There are many uses for drones related to security. They can be used to conduct facility risk and damage assessments; monitor perimeters, parking lots, prisons, college campuses, stadiums and other outdoor venues (at night with a thermal imaging camera); to conduct inspections and to assist in executive and convoy security (especially in remote/hostile locations). They also can be used to monitor and secure remote assets, to provide emergency relief, and can be equipped with audio and video sensors. An additional benefit from the use of drones is the potential to reduce overall security operations costs.

In order for a company to use drones commercially for security purposes, it must follow the FAA’s restrictive operational rules, known as “Part 107”, that went into effect in 2016. Some of these restrictions include stating that drones cannot fly over people, they must be operated in a visual line of sight, they can only be used during daylight hours and must fly below 400 feet. These rules are not very conducive to many security and other applications for drones, especially the line of sight requirement.  To operate a UAS for commercial purposes outside of the Part 107 rules, one needs to obtain a FAA certificate of waiver.
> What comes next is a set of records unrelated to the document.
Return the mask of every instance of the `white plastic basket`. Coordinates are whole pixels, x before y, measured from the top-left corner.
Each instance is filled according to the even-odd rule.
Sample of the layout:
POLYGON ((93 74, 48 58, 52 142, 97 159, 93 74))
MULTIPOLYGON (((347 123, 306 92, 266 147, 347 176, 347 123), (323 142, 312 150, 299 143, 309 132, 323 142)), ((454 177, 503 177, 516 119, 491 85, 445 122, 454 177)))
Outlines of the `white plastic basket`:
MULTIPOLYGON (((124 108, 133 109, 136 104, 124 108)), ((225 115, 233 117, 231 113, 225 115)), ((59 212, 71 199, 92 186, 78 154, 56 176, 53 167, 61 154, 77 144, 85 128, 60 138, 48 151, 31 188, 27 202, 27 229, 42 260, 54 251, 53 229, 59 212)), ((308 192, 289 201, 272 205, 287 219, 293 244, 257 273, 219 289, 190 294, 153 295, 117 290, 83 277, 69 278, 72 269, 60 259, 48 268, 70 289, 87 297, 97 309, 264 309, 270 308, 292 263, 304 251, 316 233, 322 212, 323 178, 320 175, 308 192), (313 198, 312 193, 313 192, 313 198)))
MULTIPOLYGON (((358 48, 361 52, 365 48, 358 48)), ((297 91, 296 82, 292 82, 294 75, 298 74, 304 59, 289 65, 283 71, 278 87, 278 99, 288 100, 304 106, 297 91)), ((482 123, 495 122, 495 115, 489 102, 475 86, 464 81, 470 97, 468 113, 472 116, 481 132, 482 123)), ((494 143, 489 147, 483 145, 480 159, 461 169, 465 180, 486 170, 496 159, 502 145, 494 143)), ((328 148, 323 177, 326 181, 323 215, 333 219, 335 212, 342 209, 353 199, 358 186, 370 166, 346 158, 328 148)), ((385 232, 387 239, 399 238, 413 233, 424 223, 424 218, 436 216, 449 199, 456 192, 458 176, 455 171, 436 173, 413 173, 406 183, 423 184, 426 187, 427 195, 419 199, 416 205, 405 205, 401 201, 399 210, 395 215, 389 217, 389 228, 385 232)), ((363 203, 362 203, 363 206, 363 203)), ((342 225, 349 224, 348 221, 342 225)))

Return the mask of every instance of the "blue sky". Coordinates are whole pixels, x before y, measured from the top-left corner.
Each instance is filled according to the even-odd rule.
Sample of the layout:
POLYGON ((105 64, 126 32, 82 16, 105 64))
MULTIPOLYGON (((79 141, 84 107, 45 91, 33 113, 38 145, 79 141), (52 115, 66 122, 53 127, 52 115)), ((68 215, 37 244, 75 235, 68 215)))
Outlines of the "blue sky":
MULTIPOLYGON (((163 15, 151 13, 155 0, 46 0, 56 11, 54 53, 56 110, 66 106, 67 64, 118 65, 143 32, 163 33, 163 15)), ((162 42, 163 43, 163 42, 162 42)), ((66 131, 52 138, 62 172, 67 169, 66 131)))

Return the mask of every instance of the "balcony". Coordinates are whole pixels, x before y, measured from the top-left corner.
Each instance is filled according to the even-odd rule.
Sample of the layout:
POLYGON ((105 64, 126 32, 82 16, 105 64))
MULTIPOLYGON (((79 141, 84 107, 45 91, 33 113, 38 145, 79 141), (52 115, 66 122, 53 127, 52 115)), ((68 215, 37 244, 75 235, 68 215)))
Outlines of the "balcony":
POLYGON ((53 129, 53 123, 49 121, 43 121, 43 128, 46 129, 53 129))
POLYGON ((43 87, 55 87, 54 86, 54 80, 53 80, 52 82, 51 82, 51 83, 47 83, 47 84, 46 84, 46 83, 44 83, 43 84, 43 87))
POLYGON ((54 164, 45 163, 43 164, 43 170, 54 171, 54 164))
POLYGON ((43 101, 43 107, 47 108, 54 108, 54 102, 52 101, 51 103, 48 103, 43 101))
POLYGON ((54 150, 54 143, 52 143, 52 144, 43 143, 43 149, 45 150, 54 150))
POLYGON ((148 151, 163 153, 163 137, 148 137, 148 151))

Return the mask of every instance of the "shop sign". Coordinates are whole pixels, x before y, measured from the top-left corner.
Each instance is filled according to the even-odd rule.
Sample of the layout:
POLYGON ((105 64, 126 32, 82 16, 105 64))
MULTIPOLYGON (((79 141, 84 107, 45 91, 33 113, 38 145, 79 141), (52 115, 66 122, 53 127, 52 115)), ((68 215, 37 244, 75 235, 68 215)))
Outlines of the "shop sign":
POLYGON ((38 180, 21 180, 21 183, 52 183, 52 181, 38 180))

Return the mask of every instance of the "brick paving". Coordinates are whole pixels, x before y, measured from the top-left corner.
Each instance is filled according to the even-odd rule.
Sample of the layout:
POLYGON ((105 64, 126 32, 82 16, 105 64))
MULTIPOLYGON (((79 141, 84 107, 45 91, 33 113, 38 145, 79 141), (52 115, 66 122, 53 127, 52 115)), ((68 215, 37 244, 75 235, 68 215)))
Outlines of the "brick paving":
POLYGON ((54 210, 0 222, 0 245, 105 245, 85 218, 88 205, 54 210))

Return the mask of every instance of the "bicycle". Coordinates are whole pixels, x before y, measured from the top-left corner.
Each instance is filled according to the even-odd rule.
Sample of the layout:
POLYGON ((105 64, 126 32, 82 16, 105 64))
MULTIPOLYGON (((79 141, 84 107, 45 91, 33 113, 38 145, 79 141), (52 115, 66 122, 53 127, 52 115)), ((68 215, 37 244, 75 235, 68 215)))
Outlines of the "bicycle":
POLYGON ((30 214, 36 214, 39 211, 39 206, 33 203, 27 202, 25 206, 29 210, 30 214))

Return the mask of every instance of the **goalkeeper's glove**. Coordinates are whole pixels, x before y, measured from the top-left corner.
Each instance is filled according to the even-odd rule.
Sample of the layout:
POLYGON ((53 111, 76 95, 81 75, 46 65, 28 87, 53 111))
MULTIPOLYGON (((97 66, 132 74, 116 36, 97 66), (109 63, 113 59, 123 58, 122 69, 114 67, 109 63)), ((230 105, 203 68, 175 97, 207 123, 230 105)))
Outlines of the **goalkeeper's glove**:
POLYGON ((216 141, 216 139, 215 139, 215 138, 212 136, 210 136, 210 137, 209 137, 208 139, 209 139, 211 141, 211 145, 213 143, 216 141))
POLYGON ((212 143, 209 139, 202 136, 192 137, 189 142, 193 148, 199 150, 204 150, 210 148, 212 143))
The FAA states that it will issue waivers to certain requirements of Part 107 if an applicant demonstrates they can fly safely under the waiver without endangering people or property on the ground or in the air.

However, a June 2018 congressionally mandated report by National Academy of Sciences found that “an overly conservative approach to safety risk assessments at the FAA...which tends to overestimate the severity and likelihood of risks from many types of drone operations, can be a significant barrier to introduction and development of this emerging and rapidly changing technology.” Thus, “drone operations in the United States that have the potential of providing safety benefits have been prevented from entering the airspace because of FAA’s application of safety risk assessment techniques, developed over many years for manned aviation, which require evidence of a near-zero tolerance for risk.” A 2018 study found that only 15% of all waivers have been granted and just over 1% of all applications for a waiver to fly beyond line of sight or to fly over people have been approved. The vast majority of the 15% of waivers granted were for nighttime operations (a 37% approval rate). In addition, the waiver process has been plagued by a lack of transparency and delays.     

The new law addresses the waiver process by requiring the FAA to publish on its website a representative sample of the safety justifications used to get small unmanned aircraft waivers. The FAA also must revise the waiver process to provide real-time confirmation that an application has been received and confirm the status of the application. The FAA will also be required to ensure that unmanned aircraft can be used to quickly and efficiently respond to disasters or other emergencies.   These changes to the waiver process combined with a current FAA program called the Integration Pilot Program, which involves government and private sector entities teaming up on drone use projects to better enable the FAA to understand and more smartly regulate night operations, flights over people and beyond the pilot's line of sight, package delivery and detect-and-avoid technologies, should accelerate the greater and more complex use of commercial drones.